Ma Double Vie Secrète : L’Envoûtement d’une Nuit d’Adultère à Villefranche-de-Conflent
Ce soir d’octobre, orage violent sur Villefranche-de-Conflent. Ciel noir, brume froide qui monte du sol. J’ai dit à mon mari : ‘Chérie, je sors avec une copine pour Halloween, on boit un verre au bar du village.’ Il a hoché la tête, confiant. Épouse parfaite, moi ? En apparence seulement. Mon cœur bat fort. Je retire mon alliance, la glisse dans ma poche. Peur qu’il appelle, qu’il vérifie. Mais l’adrénaline… divine.

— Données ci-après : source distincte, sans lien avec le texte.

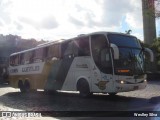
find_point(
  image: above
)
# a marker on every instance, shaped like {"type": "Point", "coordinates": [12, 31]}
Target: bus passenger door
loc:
{"type": "Point", "coordinates": [102, 76]}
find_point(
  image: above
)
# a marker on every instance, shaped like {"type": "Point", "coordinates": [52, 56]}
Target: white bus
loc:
{"type": "Point", "coordinates": [100, 62]}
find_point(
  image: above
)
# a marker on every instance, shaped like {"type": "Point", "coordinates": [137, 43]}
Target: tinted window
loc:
{"type": "Point", "coordinates": [101, 53]}
{"type": "Point", "coordinates": [124, 41]}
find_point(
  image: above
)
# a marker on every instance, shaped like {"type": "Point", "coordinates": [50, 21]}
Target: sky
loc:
{"type": "Point", "coordinates": [62, 19]}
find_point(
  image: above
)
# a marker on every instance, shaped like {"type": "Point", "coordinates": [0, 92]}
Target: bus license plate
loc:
{"type": "Point", "coordinates": [135, 88]}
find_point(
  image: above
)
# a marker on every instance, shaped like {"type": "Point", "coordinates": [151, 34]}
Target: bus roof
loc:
{"type": "Point", "coordinates": [64, 40]}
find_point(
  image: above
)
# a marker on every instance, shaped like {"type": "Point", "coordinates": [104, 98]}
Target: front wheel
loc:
{"type": "Point", "coordinates": [21, 86]}
{"type": "Point", "coordinates": [112, 94]}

Je marche dans les ruelles pavées, lanternes tremblotantes. Vent siffle, odeur de pierre humide et feuilles mortes. Le bar est là, presque vide. Deux locaux au comptoir, Vermouth en main. J’entre, vin chaud épicé embaume l’air. Citrouilles, sorcières en bois, bougies qui crépitent. Je m’assois, commande un verre. Bribes de conversation : ‘Mara… sorcière des bois…’ Je souris intérieurement. Mara, c’est moi ce soir. Pas de magie, juste du vice.
Le Mensonge et l’Alibi pour Rejoindre mon Amant
Mon téléphone vibre. Lui : ‘Amuse-toi bien.’ Mensonge parfait. Je réponds vite : ‘Oui, super soirée !’ Puis j’écris à Stéphane, mon amant : ‘J’arrive. Forêt, chalet.’ Il répond : ‘Porte ouverte. Baise-moi fort.’ Pouls s’accélère. Je sors, brume épaisse. Peur de croiser quelqu’un. Village murmure des secrets. Je m’enfonce dans les bois, bottes s’enfoncent dans le sol moite. Froid mord ma peau, mais excitation chauffe mes cuisses.
La petite maison apparaît, fumée de cheminée. Porte grince. Stéphane m’attend, torse nu, muscles tendus. Odeur de bois brûlé, sueur masculine. ‘T’es en retard, salope mariée.’ Sa voix rauque. Je plaque ma bouche sur la sienne. Goût de bière, langue invasive. ‘J’ai risqué gros pour toi.’ Il rit : ‘Retire tout. Montre-moi ta chatte infidèle.’
Ses mains rêches sur mes seins, tétons durcissent sous le tissu. Il déchire mon chemisier, boutons sautent. ‘Putain, t’es bonne.’ Odeur de son aisselle, musquée, animale. Je gémis : ‘Baise-moi comme une chienne.’ Il me plaque contre le mur, bois rugueux dans le dos. Jupe relevée, culotte arrachée. Doigts en moi, mouillée déjà. ‘T’es trempée pour moi, pas pour ton mari.’ Bruits de succion, mon jus coule sur sa main.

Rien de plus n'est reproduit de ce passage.